Optimal Allocation

When you specify the ALLOC=OPTIMAL option in the STRATA statement, PROC SURVEYSELECT allocates the total sample size among the strata in proportion to stratum sizes, stratum costs, and stratum variances. You provide the stratum costs and variances in the COST= and VAR= options, respectively.

Optimal allocation minimizes the overall variance for a specified cost, or equivalently minimizes the overall cost for a specified variance. For more information, see Lohr (2010), Cochran (1977), and Kish (1965). For optimal allocation, PROC SURVEYSELECT computes the proportion of the total sample size for stratum h as

\[ f_ h^{*} = \frac{N_ h S_ h}{\sqrt {C_ h}} ~ / ~ \sum _{i=1}^ H \frac{N_ i S_ i}{\sqrt {C_ i}} \]

where $N_ h$ is the number of sampling units in stratum h, $S_ h$ is the standard deviation within stratum h, $C_ h$ is the unit cost within stratum h, and H is the total number of strata.

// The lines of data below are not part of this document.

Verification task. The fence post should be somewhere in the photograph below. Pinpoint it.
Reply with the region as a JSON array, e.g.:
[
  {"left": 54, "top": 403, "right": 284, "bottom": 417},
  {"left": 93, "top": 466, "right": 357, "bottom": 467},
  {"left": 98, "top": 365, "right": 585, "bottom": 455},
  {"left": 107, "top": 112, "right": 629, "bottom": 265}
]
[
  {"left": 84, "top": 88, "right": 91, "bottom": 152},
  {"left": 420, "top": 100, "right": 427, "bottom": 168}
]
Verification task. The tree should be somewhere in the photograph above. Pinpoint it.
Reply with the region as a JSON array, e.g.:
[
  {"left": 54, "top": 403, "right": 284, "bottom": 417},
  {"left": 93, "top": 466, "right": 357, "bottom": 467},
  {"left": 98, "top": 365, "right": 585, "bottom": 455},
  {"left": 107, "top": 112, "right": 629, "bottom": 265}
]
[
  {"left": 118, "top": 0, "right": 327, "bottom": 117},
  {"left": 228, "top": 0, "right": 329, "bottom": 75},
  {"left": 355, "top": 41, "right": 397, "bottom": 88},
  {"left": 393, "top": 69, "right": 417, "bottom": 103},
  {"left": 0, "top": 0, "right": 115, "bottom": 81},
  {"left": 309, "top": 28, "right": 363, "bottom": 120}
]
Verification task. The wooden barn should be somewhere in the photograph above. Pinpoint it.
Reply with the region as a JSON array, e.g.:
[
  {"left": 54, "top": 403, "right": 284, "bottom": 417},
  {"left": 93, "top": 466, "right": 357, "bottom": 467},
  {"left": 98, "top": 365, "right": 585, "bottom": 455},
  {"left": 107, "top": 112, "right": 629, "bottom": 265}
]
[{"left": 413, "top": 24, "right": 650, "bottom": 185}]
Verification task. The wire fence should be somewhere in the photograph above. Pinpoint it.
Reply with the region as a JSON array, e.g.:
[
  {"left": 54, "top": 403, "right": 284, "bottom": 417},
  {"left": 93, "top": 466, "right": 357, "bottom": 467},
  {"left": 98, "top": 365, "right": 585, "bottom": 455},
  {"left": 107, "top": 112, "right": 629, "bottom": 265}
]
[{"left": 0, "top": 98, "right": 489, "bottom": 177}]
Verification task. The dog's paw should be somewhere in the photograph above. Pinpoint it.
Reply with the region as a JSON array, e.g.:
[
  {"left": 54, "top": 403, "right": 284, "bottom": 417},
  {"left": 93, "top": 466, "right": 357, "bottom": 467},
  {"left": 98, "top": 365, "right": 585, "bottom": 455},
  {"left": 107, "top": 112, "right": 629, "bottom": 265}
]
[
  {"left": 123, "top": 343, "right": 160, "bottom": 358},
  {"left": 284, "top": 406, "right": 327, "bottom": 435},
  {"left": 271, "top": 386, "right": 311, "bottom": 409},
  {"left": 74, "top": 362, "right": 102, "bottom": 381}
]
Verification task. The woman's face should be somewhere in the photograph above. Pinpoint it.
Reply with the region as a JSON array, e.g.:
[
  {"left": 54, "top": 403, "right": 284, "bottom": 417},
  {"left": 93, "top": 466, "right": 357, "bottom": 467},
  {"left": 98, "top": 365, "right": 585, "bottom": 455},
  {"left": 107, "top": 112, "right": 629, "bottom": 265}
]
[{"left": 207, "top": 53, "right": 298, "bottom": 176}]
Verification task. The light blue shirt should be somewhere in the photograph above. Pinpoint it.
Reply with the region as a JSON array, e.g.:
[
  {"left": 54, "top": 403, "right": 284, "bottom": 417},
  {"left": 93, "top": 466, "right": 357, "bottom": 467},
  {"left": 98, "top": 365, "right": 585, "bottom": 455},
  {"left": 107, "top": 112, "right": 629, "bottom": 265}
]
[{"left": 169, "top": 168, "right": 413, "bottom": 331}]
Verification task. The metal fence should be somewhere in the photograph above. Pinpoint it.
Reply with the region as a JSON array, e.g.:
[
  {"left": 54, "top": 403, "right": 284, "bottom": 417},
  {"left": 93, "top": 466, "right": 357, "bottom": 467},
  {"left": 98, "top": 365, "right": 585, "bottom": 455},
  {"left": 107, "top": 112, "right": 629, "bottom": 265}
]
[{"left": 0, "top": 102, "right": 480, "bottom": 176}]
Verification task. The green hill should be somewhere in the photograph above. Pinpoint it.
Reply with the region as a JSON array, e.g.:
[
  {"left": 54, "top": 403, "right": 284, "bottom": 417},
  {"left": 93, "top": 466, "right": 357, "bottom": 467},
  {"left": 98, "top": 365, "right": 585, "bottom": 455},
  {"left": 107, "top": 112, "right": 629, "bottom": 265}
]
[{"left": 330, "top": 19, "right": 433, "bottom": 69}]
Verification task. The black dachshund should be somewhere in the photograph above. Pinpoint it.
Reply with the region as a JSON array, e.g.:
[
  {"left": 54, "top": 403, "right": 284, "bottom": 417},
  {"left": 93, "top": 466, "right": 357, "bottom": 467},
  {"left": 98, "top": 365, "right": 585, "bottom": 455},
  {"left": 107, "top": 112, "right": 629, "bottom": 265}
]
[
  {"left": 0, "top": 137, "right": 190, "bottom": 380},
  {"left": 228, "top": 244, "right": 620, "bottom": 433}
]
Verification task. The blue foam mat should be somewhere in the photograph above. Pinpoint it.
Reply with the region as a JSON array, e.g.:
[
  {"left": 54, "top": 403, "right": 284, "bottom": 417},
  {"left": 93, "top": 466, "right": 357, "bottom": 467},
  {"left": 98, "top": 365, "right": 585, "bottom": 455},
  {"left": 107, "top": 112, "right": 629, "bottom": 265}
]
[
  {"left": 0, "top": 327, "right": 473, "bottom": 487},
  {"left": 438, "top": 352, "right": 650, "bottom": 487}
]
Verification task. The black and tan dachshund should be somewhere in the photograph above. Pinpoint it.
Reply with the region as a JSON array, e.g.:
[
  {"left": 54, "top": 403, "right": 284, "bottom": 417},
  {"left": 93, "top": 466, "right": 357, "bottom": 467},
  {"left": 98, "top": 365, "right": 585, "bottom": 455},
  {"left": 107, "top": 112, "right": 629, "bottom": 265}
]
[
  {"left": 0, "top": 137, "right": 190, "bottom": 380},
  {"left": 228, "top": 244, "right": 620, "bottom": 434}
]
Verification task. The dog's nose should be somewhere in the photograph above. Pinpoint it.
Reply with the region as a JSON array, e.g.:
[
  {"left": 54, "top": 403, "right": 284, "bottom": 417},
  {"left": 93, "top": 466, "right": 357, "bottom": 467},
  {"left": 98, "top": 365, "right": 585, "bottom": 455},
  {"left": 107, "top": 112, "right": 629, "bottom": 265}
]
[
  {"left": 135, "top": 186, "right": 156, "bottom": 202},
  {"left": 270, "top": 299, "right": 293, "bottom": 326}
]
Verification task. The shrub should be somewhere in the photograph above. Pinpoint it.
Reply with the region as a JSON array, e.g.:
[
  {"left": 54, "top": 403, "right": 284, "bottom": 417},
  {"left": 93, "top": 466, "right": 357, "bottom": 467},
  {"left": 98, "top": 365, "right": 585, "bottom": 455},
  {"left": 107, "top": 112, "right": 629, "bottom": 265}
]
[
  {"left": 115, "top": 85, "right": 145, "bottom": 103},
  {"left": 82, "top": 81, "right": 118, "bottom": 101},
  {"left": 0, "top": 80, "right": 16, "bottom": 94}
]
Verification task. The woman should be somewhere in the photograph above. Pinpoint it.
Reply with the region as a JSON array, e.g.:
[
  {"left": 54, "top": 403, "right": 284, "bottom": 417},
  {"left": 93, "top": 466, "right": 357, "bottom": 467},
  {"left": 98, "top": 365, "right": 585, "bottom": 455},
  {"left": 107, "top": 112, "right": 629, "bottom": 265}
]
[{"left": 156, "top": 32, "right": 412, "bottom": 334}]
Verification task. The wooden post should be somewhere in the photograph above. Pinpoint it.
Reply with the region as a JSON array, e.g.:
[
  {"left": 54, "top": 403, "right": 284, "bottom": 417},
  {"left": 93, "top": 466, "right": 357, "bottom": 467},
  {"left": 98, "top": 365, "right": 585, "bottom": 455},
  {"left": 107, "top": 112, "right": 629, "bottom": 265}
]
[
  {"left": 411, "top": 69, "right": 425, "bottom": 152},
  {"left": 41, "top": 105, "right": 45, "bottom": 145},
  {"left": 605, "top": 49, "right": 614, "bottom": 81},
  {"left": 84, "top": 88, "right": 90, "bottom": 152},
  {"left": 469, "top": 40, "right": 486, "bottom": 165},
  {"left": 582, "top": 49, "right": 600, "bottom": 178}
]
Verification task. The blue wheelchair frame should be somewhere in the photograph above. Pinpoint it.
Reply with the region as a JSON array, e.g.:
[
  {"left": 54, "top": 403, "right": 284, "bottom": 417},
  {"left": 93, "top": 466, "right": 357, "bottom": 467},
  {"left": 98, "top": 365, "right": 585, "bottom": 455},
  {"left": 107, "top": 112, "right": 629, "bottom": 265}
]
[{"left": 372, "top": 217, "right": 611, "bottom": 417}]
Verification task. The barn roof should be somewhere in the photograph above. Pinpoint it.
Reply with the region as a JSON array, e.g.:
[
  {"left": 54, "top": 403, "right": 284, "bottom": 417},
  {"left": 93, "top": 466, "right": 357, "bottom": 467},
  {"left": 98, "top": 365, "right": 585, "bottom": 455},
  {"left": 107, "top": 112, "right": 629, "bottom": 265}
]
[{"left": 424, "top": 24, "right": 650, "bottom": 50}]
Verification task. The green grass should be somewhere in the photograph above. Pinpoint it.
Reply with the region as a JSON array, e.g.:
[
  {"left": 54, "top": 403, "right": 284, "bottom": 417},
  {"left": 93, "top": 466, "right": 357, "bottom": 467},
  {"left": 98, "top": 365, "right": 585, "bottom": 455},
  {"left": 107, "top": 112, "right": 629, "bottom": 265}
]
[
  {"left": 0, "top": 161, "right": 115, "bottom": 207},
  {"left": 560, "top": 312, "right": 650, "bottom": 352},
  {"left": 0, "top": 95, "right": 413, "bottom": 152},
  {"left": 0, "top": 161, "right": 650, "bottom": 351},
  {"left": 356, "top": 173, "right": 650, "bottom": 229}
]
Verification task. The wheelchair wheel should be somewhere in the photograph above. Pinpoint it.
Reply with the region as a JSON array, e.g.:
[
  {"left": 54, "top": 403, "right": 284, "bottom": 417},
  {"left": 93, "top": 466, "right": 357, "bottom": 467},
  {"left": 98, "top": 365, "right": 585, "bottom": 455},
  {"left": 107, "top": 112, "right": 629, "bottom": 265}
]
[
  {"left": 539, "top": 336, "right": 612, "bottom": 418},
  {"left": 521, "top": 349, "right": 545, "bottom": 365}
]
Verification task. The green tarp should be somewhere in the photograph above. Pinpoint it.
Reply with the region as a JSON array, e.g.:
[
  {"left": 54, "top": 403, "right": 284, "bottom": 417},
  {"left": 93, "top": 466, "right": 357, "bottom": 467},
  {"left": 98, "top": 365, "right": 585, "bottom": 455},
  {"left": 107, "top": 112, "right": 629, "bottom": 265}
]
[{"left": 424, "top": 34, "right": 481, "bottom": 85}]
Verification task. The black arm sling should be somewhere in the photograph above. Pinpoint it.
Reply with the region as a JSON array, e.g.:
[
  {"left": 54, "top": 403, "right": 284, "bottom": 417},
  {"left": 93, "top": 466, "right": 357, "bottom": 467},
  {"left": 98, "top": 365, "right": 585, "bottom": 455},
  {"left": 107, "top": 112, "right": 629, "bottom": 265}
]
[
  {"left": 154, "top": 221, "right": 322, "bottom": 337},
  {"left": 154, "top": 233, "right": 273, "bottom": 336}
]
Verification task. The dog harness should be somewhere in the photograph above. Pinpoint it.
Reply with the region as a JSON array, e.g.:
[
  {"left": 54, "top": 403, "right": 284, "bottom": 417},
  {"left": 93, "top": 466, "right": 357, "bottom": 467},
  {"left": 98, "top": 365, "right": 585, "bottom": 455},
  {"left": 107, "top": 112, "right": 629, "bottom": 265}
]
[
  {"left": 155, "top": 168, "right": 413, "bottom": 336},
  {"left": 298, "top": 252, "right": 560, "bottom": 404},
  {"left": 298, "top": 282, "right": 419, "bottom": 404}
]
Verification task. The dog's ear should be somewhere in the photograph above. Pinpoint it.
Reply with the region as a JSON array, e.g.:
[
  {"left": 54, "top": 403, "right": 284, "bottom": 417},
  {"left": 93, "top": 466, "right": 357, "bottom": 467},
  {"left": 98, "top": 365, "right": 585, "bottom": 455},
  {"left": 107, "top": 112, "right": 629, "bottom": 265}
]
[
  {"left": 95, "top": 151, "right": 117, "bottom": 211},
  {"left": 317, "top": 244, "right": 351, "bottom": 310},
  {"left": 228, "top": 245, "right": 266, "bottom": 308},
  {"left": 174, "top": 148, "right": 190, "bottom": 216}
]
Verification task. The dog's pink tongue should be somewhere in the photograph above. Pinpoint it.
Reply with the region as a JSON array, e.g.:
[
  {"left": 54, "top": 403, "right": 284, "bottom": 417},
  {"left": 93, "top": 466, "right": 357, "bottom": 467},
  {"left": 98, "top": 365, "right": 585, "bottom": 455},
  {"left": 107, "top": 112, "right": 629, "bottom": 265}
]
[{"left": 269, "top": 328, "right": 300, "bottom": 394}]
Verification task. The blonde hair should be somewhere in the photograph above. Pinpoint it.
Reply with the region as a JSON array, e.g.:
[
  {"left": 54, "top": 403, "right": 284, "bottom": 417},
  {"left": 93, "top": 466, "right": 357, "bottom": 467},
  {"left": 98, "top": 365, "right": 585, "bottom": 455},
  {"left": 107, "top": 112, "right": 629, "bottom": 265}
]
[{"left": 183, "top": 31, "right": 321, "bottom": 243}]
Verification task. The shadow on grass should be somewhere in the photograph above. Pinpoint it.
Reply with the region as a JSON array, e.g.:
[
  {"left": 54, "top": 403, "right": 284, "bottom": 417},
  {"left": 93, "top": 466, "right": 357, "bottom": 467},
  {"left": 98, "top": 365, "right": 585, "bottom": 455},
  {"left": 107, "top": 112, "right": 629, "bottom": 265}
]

If you specify the total sample size n in the SAMPSIZE= option in the PROC SURVEYSELECT statement, the procedure computes the target sample size for stratum h as

\[ n_ h^{*} = f_ h^{*} \times n \]

As described in the section Proportional Allocation, the values of $n_ h^{*}$ are converted to integer sample sizes $n_ h$ by using a rounding algorithm that requires the sum of the stratum sample sizes to equal n. The final stratum sample sizes $n_ h$ are also required to be at least 1, or at least $n_{\mi{min}}$ if you specify a minimum stratum sample size in the ALLOCMIN= option in the STRATA statement. For without-replacement selection methods, the final sample sizes cannot exceed the stratum sizes.